What is a Managed Service Account?
A Managed Service Account (MSA) is a specialized account in Active Directory that provides a secure way to run services, applications, access databases, and schedule tasks. The key concept behind MSA is that Active Directory takes full control of managing the account's password, ensuring its security.
Managed Service Accounts (MSAs) provide a high level of security by automatically generating a complex password for authentication. These passwords have a length of 240 characters and are changed automatically every 30 days. Unlike other accounts, MSAs exclusively use Kerberos for authentication, eliminating the risk of NTLM security issues. Additionally, interactive logon is not allowed for MSAs, ensuring that the password remains unknown and not stored on the local system.
The advantage of using MSAs is that you don't need to create individual service users in Active Directory (AD) and manage their passwords for starting services, IIS application pools, or unattended jobs. This simplifies the process and reduces the administrative overhead.
However, it's important to note that MSAs have a limitation. They can only be used on a single server and cannot be utilized in cluster and NLB services. To overcome this limitation, Windows Server 2012 introduced Group Managed Service Accounts (gMSA). With gMSA accounts, you can simultaneously use the same account on multiple hosts, providing greater flexibility and efficiency in managing service accounts.
We highly recommend taking the time to set up MSAs in your Active Directory environment and utilizing these accounts to access SurePassID databases.

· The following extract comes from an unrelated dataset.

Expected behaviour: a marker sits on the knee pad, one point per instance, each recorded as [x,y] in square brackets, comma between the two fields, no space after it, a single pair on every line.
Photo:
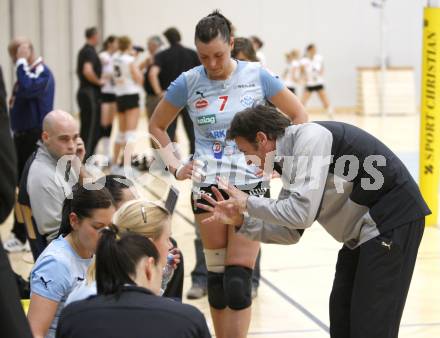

This not only enhances security but also prevents potential issues associated with account expiry and password challenges.
Another option to safeguard user account credentials is by utilizing Microsoft Azure Key Vault, which is supported by SurePassID. You can consider this option based on your company's infrastructure topology.
All versions of SurePassID support MSAs.
Setting up for the use of MSAs in Active Directory
Before adding an MSA to any SurePassID products, you will need to set up a Managed Service Account in AD. For more information from Microsoft about configuring this in your environment click here.
If you would like to set up an MSA using PowerShell, we have found a 3rd party article that details the information here.
If you need additional information about enabling and configuring an MSA to SQL Server, you can reference this article here.
Setting up gMSA to SQL and SurePassID Database
1) Before making product specific changes, you will need to add a security login for your SurePassID DB in your SQL system that uses the new MSA that you created for this purpose. Add the new account as a Windows account using SQL Management Studio and give this account DB Owner permissions:
2) Once properly tested, you can remove the original SQL "SPUser" account created by the SPAS installer as it will no longer be used once you have switched to an MSA for SQL.
Using an MSA with SurePassID Authentication Server
1) To add an MSA to the SurePassID Authentication Server, open web.config and modify the below values:
(default path for 23.1 versions is C:\Program Files (x86)\SurePassID Corp\SurePassID Authentication Server 23.1\MfaServer)
- Connection.Username value=[blank]
- Connection.Password value=[blank]
- Connection.AuthenticationMethod value=1
2) Locate the additional section identified as <connectionStrings>in the web.config file and modify the following values:
- integrated security=TRUE
- UID=[blank]
- PWD=[blank]
3) Open the IIS Application Pool for the SurePassID Authentication MFA Server and select Advanced Settings
4) Update the Identity section and select Custom account
5) Enter the name of your gMSA account and update your settings
6) Note that when you specify a managed service account, including the "$" on the end of the account name, a password is not required nor are you able to specify one.
Using an MSA with SurePassID SAML2
1) To switch to using an MSA for the SurePassID SAML2 site, open the SPAS web.config appsecrets section in the SAML IdP and modify the following values:
(default path for 23.1 versions is C:\Program Files (x86)\SurePassID Corp\SurePassID Authentication Server 23.1\Saml2Idp)
- Connection.Username value=[blank]
- Connection.Password value=[blank]
- Connection.AuthenticationMethod value=1
4) Open the IIS Application Pool for the SurePassID Authentication MFA Server and select Advanced Settings
5) Update the Identity section and select Custom account
6) Enter the name of your gMSA account and update your settings
Using an MSA with SurePassID FIDO2 Server
1) To add an MSA to the SurePassID FIDO2 Server, open appsettings.local.json in the FIDO folder modify the below values:
(default path for 23.1 versions is C:\Program Files (x86)\SurePassID Corp\SurePassID Authentication Server 23.1\Fido2Server is where it normally resides)
2) Locate the additional section identified as <connectionStrings>in the appsettings.local.json file and modify the following values:
- Integrated Security=TRUE
- UID=[blank]
- PWD=[blank]
Change the identity for the FIDO application pool in the IIS Management console in the same fashion as was done for the MFA and SAML2 sites above.